Cutting the curd takes a little figuring out too. You need a long narrow bladed knife, and some instructions, which you can find on the cheese forum also. I think you can find everything you need to know there.

All of these recipes and pages and lists say that cheddar and the other cheeses that are traditionally waxed, must be waxed. I don’t know if this is true or not. I waxed the first one, and it was pretty good for a first attempt, but it got mold under the wax. Waxing is not a simple thing. There are good directions for it that come with some of the wax when you buy it. But in the end it looks like it has to be dipped to be done well, not brushed on, and it has to be dipped more than once, and the wax has to be pretty hot. There are some volatility issues. It’s very messy. I am going to address this again this year.

But last year I packaged all the rest of it in foodsaver bags to age. Everyone, literally everyone, says this is unacceptable. Some of them say the cheese has to breathe, and can’t in plastic. This is surely true, but I don’t think it breathes in wax either. Most of the people who make cheese are rigorous traditionalists, and might not be willing to see such a big change. But I haven’t done enough of it to know yet if it will turn out good. This year I think I am going to vacuum seal half and wax half of the same batch of cheese to see what kind of differences there are. And I’m going to do it more than once. And maybe while doing that I’ll figure out that it isn’t as hard as I thought. But I have never dipped any.

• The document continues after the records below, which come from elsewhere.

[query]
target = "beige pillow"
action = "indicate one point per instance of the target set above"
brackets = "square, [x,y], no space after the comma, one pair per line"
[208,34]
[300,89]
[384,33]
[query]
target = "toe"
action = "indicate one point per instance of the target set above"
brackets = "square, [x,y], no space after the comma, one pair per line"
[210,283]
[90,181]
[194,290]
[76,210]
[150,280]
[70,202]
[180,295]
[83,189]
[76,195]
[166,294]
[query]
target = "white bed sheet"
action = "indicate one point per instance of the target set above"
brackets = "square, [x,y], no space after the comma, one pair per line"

Foodsaver bags aren’t always great either, sometimes you don’t get a good seal, sometimes there was still some whey coming out, most of the time it had to be redone at least once for one reason or another. But it didn’t get mold if the seal was good. Ever.

More about mold next time.

In the meantime, check out http://cheeseforum.org/

And have a wonderful day!

Filed Under: Homesteading, Recipes Tagged With: Jan Hodges

My experience with Camembert

February 13, 2010 by Kinder Goat Breeders Association

The first thing about aged cheeses is that you have to have a way to age them. I got a small refrigerator, I was lucky to find one that has no freezer, I don’t know how hard that might be to do now. Then I put an external thermostat on it to control the temperature. (Cheesemaking supply places have these.) The temp in a cheese cave needs to be higher than any refrigerator will stay. But it needs to be relatively constant. I think a freezer might be a better choice for this, because it doesn’t have two temperatures to maintain.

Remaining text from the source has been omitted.